Verbalized Confidence (VC)모델에게 '몇 % 확신하냐'고 직접 물어서 숫자를 받는 방법. 추가 샘플링 없이 한 번의 응답에서 바로 얻을 수 있음.

RLVRReinforcement Learning with Verifiable Rewards. 수학처럼 정답이 검증 가능한 문제로 강화학습 하는 방법. DeepSeek-R1, Qwen3 같은 reasoning 모델의 핵심 훈련 방식.

Reasoning Language Model (RLM)답변 전에 긴 사고 과정(chain-of-thought)을 거치는 LLM. DeepSeek-R1이나 o1처럼 문제를 풀기 전에 여러 가설을 내부적으로 탐색하는 모델.

Parallel Sampling같은 입력에 대해 모델을 여러 번 독립적으로 실행해서 여러 응답을 얻는 방식. 주사위를 여러 번 굴려서 분포를 파악하는 것과 같음.

Related Resources

Original Abstract (Expand)

Uncertainty estimation is critical for deploying reasoning language models, yet remains poorly understood under extended chain-of-thought reasoning. We study parallel sampling as a fully black-box approach using verbalized confidence and self-consistency. Across three reasoning models and 17 tasks spanning mathematics, STEM, and humanities, we characterize how these signals scale.

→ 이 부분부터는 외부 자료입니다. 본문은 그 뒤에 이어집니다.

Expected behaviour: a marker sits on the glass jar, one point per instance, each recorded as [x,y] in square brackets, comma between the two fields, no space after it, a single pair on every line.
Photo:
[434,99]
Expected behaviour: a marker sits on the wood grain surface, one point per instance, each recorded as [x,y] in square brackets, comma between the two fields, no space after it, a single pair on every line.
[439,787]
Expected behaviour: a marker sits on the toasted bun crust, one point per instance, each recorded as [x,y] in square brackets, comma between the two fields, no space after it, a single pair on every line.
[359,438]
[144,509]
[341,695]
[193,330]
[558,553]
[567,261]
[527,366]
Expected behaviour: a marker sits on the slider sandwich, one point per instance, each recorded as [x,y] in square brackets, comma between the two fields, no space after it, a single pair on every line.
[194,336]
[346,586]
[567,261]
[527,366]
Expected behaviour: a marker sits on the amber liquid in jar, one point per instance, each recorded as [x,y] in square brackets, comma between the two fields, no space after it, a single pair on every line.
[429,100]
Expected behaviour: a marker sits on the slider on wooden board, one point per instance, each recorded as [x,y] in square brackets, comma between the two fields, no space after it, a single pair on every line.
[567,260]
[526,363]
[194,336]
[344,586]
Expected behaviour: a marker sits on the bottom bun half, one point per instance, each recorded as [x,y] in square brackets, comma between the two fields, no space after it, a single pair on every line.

Both self-consistency and verbalized confidence scale in reasoning models, but self-consistency exhibits lower initial discrimination and lags behind verbalized confidence under moderate sampling. Most uncertainty gains, however, arise from signal combination: with just two samples, a hybrid estimator improves AUROC by up to $+12$ on average and already outperforms either signal alone even when scaled to much larger budgets, after which returns diminish. These effects are domain-dependent: in mathematics, the native domain of RLVR-style post-training, reasoning models achieve higher uncertainty quality and exhibit both stronger complementarity and faster scaling than in STEM or humanities.